There are contract considerations. Luongo has one of those extra-special cap-circumventing deals. His hit is $5.3M, but his actual salary is only $3.8M. That drops to $1.6M next year, and $1M the following two seasons. $3.6M is a lot of money to you and me, but is it when you’ve already banked $60M of a $64M contract? We don’t think Bob is going to come up with a skin problem like some others who had similar contracts, but…
The Panthers won’t mind much if Luongo heads for the hills. The recapture penalties are mostly going to hit the Canucks, who signed him to that deal. So they won’t be pressuring him either way.
What Luongo will be taking with him, should he retire after the season, is one of the more remarkable goaltending careers in NHL history. He’s already put up two of the best seasons a goalie over 35 has. He’s had nine seasons over .920, which not even Dominik Hasek managed.
Sadly, Luongo won’t end his career with much hardware. He never did win a Vezina. He famously never did get that Cup, and a Jennings Trophy is all he’ll have. Those playoff meltdowns are going to mark whatever he does, be they the surrender in Game 6 in ’09 to Patrick Kane or the series-long dissection by the Hawks in ’10 or the Game 7 spit up in ’11 when the Canucks were on the precipice. Luongo will retire with career .918 SV% in the playoffs, which is hardly embarrassing, but is anyone going to remember that? Life in sports is rarely fair.
He’ll also go as one of the biggest Hawks foils from their golden era.

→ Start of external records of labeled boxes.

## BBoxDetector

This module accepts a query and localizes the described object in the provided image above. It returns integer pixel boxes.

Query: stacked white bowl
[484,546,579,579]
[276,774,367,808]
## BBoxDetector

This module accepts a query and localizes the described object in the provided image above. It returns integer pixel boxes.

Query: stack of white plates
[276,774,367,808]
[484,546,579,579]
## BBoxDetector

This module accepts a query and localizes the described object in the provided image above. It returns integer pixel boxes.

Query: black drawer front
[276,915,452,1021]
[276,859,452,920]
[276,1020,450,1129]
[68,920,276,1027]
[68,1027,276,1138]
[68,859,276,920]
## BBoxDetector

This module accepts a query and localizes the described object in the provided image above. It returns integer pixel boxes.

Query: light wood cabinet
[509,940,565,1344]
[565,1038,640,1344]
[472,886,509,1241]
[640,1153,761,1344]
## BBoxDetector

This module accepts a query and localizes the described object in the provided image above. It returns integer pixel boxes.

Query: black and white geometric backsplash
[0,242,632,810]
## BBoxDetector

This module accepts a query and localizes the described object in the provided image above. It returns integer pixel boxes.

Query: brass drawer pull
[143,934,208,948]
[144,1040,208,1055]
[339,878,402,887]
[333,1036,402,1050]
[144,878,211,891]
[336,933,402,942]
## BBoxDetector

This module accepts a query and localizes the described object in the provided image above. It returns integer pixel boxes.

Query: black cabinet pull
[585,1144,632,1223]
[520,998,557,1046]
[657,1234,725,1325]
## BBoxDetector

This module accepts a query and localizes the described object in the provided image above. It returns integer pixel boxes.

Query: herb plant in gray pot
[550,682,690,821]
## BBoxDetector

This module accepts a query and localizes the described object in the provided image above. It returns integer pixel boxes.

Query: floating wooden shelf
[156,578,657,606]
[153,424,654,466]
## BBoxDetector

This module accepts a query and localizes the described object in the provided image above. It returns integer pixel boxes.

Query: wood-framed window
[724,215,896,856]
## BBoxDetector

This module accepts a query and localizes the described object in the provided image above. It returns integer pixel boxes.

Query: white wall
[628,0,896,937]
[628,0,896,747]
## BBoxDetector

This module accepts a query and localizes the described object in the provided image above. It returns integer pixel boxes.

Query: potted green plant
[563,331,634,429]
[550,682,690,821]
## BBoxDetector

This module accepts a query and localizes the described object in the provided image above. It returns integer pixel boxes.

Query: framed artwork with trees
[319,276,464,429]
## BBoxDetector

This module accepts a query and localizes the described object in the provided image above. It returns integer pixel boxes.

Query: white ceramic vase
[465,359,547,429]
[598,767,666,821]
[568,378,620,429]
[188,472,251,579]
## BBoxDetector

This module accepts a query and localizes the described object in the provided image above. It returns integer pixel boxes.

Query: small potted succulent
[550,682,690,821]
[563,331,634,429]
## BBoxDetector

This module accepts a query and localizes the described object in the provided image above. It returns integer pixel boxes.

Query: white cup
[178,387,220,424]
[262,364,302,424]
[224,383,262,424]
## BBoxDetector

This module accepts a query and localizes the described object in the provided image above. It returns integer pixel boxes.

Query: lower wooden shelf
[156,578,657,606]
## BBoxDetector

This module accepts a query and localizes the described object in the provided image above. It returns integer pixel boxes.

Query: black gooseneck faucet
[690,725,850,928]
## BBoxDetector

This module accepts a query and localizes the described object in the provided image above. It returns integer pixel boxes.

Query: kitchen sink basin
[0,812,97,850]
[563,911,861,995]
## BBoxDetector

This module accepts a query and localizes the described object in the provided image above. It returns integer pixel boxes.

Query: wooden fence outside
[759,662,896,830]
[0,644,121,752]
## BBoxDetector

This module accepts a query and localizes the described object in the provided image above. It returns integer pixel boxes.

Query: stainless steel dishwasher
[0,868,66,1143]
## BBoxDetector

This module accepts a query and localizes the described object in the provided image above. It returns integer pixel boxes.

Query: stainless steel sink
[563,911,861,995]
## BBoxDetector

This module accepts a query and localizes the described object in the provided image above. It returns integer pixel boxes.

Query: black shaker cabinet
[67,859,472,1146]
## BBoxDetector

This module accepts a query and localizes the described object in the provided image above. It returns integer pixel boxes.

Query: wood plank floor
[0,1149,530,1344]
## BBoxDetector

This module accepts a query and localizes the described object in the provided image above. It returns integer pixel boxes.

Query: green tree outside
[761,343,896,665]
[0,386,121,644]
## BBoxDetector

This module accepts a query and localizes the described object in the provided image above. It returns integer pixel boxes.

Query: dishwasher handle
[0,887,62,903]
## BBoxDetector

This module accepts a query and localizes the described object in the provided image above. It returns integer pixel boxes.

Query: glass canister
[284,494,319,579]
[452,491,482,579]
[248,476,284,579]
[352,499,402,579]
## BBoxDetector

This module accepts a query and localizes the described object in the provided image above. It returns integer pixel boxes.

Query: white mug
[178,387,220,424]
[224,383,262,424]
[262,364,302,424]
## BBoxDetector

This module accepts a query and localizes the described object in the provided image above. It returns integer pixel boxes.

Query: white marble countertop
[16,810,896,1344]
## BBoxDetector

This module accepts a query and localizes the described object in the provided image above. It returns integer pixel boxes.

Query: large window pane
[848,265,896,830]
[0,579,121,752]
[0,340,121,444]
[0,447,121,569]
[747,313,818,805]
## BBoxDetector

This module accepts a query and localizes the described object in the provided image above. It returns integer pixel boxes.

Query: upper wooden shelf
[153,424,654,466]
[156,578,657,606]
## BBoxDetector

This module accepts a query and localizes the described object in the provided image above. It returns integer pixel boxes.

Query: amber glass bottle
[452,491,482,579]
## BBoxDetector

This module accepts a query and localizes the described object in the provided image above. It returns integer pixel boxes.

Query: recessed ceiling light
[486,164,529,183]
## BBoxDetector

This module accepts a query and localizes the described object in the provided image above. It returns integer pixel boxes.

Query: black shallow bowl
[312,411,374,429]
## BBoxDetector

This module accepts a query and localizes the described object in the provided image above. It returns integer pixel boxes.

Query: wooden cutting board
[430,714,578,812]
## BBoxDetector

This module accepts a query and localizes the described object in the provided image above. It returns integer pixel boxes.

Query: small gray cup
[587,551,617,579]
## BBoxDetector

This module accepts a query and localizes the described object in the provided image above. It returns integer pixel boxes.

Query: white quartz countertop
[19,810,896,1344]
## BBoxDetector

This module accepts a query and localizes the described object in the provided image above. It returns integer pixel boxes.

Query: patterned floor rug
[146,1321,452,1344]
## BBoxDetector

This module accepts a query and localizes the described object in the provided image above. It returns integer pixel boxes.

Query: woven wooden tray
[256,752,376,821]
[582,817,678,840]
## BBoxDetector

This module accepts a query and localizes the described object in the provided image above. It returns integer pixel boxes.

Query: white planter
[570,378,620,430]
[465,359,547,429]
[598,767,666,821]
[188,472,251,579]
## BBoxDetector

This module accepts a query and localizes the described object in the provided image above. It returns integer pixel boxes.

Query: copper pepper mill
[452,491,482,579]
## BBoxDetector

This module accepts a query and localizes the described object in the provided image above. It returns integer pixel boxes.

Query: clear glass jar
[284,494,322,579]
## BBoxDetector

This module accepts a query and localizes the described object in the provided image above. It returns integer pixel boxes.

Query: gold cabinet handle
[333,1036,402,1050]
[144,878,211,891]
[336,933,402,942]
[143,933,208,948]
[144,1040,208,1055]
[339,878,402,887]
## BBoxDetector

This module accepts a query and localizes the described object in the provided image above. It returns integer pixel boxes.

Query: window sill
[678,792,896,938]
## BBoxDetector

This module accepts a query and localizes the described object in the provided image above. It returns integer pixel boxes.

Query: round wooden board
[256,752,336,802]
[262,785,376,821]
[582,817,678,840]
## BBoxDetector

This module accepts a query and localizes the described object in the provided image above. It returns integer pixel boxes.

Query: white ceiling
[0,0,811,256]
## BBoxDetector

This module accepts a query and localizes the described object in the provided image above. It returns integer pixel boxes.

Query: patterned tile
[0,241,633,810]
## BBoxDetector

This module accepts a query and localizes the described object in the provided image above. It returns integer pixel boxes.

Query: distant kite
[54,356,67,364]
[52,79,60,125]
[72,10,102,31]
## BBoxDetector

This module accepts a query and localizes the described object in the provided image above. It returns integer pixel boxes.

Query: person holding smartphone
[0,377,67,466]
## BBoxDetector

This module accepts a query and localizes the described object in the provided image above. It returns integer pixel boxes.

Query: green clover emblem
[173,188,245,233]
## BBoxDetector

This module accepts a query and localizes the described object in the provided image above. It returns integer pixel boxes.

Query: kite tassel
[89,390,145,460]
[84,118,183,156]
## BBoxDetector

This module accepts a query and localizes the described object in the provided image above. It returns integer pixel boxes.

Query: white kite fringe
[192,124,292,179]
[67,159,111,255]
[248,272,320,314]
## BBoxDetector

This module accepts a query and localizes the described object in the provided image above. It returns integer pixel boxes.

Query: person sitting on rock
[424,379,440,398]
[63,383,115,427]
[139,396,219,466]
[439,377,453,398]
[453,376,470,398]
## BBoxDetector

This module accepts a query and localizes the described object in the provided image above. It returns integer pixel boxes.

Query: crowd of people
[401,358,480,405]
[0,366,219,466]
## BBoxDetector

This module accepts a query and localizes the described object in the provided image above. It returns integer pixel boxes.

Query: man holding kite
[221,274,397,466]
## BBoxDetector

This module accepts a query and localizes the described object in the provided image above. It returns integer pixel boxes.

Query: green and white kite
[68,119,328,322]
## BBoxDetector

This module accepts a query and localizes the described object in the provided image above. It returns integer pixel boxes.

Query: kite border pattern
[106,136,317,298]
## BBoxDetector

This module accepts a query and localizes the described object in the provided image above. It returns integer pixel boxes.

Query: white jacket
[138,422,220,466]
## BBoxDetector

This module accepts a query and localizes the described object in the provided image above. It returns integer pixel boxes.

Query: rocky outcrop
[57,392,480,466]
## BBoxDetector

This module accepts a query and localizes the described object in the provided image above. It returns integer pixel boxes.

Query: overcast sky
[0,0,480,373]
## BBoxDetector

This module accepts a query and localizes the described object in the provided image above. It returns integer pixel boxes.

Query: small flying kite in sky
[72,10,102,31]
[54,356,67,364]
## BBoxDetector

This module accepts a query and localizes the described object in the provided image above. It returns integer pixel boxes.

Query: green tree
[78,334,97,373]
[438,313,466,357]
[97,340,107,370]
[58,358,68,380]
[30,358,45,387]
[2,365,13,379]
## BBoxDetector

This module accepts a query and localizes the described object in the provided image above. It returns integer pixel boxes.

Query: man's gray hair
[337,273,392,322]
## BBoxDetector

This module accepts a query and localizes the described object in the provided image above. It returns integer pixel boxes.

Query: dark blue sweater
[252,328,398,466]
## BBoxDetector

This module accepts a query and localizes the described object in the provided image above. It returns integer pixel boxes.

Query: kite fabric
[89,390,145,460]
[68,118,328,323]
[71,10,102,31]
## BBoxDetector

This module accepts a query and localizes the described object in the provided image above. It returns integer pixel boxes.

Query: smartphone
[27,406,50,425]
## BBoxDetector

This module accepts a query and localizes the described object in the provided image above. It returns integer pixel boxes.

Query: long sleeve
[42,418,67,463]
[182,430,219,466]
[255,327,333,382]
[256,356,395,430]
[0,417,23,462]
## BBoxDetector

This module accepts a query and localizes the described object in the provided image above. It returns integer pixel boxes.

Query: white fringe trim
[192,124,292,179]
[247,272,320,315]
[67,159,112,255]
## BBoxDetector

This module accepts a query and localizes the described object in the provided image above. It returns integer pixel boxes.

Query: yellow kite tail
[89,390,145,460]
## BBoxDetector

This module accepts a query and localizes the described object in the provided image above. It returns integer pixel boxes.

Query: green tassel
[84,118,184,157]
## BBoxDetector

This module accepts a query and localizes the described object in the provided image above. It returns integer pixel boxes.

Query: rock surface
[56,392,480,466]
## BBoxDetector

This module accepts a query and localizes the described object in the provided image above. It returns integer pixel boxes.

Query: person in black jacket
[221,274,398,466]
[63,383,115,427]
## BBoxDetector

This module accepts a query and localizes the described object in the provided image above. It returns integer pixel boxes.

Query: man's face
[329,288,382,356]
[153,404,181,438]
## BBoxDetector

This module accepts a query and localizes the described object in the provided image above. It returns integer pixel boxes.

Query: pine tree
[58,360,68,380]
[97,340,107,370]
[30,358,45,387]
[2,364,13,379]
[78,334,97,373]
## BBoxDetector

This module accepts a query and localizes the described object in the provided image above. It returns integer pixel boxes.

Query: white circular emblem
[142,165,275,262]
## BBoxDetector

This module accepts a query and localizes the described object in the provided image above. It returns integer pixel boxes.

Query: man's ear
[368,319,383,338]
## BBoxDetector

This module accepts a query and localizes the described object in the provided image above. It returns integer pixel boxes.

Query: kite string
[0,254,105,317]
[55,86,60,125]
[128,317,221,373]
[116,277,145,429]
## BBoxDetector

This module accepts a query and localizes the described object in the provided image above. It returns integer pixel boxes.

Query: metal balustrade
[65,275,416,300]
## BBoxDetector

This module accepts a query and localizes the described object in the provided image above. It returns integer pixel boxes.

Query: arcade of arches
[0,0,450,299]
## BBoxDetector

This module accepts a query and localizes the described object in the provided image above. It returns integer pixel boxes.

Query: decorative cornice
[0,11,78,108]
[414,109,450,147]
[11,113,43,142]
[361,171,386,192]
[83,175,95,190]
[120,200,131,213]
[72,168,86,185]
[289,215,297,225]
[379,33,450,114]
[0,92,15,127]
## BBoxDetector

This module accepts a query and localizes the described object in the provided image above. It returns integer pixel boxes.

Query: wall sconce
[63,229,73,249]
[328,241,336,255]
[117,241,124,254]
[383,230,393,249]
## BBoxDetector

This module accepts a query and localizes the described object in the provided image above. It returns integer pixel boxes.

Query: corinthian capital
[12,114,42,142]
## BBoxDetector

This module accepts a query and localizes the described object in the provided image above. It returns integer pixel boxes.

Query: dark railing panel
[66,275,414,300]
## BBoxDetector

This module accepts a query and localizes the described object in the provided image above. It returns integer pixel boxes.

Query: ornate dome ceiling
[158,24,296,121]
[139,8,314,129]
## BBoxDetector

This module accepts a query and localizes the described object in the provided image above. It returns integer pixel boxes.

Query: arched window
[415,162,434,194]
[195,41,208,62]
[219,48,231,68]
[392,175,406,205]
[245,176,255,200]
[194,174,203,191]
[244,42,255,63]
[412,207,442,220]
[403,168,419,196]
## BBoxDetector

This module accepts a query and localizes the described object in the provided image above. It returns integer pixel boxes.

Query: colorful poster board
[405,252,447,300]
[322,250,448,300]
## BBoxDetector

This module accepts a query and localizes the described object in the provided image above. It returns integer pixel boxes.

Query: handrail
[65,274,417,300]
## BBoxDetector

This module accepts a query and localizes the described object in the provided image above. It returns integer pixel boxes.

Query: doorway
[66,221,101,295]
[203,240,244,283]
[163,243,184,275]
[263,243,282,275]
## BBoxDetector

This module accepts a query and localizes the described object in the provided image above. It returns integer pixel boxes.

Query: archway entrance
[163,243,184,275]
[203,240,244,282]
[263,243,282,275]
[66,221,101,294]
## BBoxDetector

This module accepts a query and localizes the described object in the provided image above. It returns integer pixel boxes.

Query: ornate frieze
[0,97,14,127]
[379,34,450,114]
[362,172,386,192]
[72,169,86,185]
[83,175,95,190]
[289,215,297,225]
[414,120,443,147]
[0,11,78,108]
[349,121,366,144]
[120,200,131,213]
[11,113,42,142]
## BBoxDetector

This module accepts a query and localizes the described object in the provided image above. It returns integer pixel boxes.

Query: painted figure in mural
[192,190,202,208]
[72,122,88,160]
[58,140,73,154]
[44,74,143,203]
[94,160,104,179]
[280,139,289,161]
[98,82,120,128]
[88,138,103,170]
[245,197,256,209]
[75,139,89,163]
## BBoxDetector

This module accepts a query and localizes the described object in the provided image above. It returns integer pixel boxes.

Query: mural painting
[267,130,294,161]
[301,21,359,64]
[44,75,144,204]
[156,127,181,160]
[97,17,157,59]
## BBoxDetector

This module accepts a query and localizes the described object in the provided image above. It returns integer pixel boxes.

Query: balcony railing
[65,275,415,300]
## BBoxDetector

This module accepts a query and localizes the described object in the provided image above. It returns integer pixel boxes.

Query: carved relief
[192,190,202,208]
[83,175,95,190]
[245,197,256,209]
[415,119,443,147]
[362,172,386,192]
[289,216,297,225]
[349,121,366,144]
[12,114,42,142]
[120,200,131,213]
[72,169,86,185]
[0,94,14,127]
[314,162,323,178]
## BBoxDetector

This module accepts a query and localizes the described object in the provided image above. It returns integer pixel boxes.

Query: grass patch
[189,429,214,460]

It was the Canucks own craziness that churned Luongo’s brain, and the ovation welcoming him into Game 6 in ’11 when Cory Schneider got hurt, after Luongo had been pulled as starter, is one of the louder ones in United Center history. It was as if he tried to escape and couldn’t. He thought the demons were excised in Game 7, but were they really?
His battles with Kane and Dustin Byfuglien will live in Hawks history forever. Those series against the Hawks and the ’11 Final poisoned the water for him in B.C. for pretty much ever, which led to his trade to Florida. Strange that the Canucks haven’t won a playoff series since.
Luongo probably deserved better. One wonders if anyone will ever recognize it.